Mr. Coleman later said of the series, “It had a very strange, off-the-wall type of humor, the key to which was playing it straight.” It was, he added, “where I got into this type of character.”

It was also, he said, when his jet-black mustache became an indispensable accessory to his retinue of unsavory characters. “Everything changed” when he grew the mustache, he later said. “Without it, I looked like Richard Nixon.”

If he was on his way to being typecast as an unrepentant lout, he made the most of it. “Mary Hartman, Mary Hartman” was critically acclaimed but never a bona fide hit (neither was its follow-up, “Forever Fernwood,” on which Mr.

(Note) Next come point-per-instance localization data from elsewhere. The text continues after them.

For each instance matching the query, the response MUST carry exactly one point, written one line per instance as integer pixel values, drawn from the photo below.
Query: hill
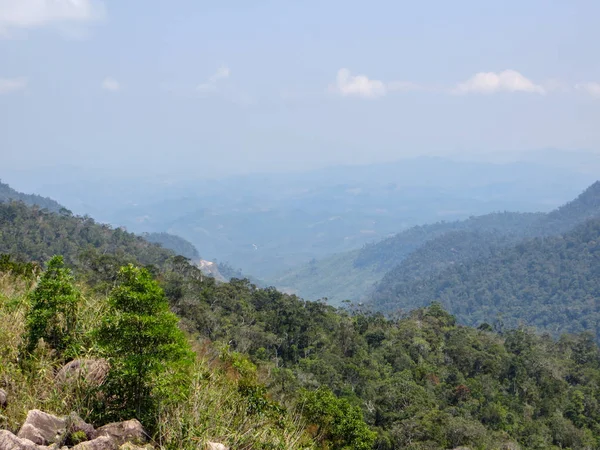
(268, 223)
(273, 368)
(351, 275)
(34, 234)
(8, 194)
(550, 283)
(175, 243)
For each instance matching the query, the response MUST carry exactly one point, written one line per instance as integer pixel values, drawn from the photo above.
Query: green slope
(551, 283)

Coleman reprised his role). But Colin Higgins’s 1980 ensemble comedy, “9 to 5,” was a box-office smash and Mr. Coleman’s career breakthrough.

His character, the boss of the office workers played by Jane Fonda, Lily Tomlin and Dolly Parton, was — as was said more than once in the movie, including by Mr. Coleman himself in a fantasy sequence — a “sexist, egotistical, lying, hypocritical bigot.” Reviewing “9 to 5” in The Times, Vincent Canby wrote that Mr. Coleman, playing a “lunatic villain,” gave “the funniest performance in the film.”